More recently, he said he found Mr. Trump’s “desire to do everything to end the conflict in Ukraine” to be “sincere,” without commenting on Ms. Harris’s Ukraine policy.
But as he made those comments during a news conference last month at the BRICS summit, he made clear that relations between Washington and Moscow, which are at their lowest point since the end of the Cold War, could be restored only by giving Russia the respect on the global stage that Mr. Putin believes it deserves.
“How Russian-American relations will develop after the election will depend on the United States,” he said. “If they are open, then we will also be open. And if they don’t want it, then fine.”
Mr. Kiselyov, of Channel 1’s flagship weekly program, “News of the Week,” has used the U.S. campaign as proof of America’s deep polarization, moral decline and potential for political violence.

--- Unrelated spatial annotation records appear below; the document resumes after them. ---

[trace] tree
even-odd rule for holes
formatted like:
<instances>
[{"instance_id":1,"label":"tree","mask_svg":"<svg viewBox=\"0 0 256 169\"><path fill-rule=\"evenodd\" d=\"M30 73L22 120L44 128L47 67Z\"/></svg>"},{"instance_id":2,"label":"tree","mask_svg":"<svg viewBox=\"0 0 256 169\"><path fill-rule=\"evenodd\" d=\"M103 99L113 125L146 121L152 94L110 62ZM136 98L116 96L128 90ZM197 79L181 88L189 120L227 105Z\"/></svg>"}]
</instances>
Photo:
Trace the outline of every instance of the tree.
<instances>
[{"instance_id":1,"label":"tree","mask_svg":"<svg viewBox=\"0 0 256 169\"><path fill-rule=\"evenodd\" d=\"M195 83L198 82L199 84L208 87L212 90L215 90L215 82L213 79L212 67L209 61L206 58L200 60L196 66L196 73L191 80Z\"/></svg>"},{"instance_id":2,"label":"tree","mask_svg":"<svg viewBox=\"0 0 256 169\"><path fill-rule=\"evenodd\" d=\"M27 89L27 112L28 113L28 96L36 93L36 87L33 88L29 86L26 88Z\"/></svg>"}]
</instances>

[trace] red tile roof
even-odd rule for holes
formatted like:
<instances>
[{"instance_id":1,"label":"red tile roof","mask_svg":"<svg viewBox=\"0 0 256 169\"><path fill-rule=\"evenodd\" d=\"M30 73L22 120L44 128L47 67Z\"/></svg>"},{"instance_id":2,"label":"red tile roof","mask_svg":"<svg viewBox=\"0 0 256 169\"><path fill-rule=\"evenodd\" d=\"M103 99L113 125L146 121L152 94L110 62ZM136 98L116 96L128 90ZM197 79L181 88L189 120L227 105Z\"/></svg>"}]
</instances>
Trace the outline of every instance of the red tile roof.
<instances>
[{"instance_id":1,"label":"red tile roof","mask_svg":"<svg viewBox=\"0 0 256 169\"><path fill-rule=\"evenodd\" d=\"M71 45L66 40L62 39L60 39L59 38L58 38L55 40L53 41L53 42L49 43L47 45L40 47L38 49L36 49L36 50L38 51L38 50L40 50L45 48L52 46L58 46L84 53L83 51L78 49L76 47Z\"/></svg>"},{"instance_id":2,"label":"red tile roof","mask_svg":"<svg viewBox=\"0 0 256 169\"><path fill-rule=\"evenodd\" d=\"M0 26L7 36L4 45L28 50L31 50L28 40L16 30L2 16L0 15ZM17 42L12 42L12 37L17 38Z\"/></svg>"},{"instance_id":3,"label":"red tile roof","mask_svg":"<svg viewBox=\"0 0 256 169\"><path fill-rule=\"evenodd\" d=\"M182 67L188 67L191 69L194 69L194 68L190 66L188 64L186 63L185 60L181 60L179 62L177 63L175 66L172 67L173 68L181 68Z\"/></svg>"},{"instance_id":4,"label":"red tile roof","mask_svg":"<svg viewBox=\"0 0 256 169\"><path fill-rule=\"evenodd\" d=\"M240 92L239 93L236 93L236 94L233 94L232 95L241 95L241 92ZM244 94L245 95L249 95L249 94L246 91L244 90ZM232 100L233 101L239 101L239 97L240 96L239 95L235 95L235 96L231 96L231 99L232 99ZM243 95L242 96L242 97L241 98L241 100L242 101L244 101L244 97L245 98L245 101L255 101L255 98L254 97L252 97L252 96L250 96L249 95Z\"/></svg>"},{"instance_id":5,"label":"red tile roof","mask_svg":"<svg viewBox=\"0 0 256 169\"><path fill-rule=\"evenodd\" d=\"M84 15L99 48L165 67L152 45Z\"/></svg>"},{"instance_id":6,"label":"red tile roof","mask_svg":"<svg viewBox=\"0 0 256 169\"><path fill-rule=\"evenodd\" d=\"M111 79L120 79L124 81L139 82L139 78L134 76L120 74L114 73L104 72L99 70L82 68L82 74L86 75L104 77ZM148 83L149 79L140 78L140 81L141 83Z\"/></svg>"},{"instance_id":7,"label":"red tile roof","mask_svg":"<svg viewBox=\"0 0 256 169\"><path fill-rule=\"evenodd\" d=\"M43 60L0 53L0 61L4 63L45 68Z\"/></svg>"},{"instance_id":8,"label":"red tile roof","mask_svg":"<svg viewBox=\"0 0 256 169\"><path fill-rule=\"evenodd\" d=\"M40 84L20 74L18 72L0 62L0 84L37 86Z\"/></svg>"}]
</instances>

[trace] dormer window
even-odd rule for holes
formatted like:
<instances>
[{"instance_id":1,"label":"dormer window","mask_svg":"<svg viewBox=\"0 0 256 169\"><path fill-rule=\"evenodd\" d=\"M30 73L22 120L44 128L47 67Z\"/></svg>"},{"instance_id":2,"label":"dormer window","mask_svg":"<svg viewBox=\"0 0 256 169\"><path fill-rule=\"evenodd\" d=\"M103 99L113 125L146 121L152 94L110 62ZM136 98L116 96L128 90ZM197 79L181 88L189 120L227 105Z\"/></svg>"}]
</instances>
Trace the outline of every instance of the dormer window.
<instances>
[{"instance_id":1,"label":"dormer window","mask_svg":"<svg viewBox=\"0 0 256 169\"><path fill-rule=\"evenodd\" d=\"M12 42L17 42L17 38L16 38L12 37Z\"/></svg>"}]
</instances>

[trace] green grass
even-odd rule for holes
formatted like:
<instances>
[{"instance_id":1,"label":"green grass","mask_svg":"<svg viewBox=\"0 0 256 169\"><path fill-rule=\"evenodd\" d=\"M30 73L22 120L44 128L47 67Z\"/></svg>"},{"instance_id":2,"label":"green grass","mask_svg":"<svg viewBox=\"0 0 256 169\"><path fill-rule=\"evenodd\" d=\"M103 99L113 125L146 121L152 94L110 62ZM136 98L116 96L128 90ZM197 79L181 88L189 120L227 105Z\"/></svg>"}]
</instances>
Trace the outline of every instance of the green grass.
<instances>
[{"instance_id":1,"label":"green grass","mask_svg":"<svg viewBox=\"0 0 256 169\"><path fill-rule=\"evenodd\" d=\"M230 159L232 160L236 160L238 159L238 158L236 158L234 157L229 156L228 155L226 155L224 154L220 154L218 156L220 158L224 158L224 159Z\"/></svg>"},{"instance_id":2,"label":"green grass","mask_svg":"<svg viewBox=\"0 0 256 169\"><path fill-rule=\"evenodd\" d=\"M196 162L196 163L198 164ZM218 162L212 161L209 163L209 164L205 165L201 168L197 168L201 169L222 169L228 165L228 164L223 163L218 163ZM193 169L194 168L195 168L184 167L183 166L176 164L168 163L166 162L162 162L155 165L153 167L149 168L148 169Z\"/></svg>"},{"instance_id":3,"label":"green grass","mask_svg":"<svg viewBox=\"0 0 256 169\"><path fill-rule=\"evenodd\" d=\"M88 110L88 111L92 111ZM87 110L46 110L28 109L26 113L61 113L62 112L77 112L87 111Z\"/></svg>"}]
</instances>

“Whoever is declared the winner, the other side will definitely not accept this, accusing the opponent of falsification,” he said on the Sunday night program, declaring: “This is a harbinger of the riots that will ensue.”
Citing a CNBC article about high-net-worth Americans, he added: “A record number of wealthy Americans expressed a willingness to leave the country indefinitely right after voting day. The reason? Fear.”
There is anxiety and fear among Americans across the political spectrum about the vote, a mood that the Kremlin hopes to capitalize on not only for its war aims, but also to telegraph to millions of Russians that as chaotic as two and a half years of war and sanctions may be, things are out of control in the United States, too.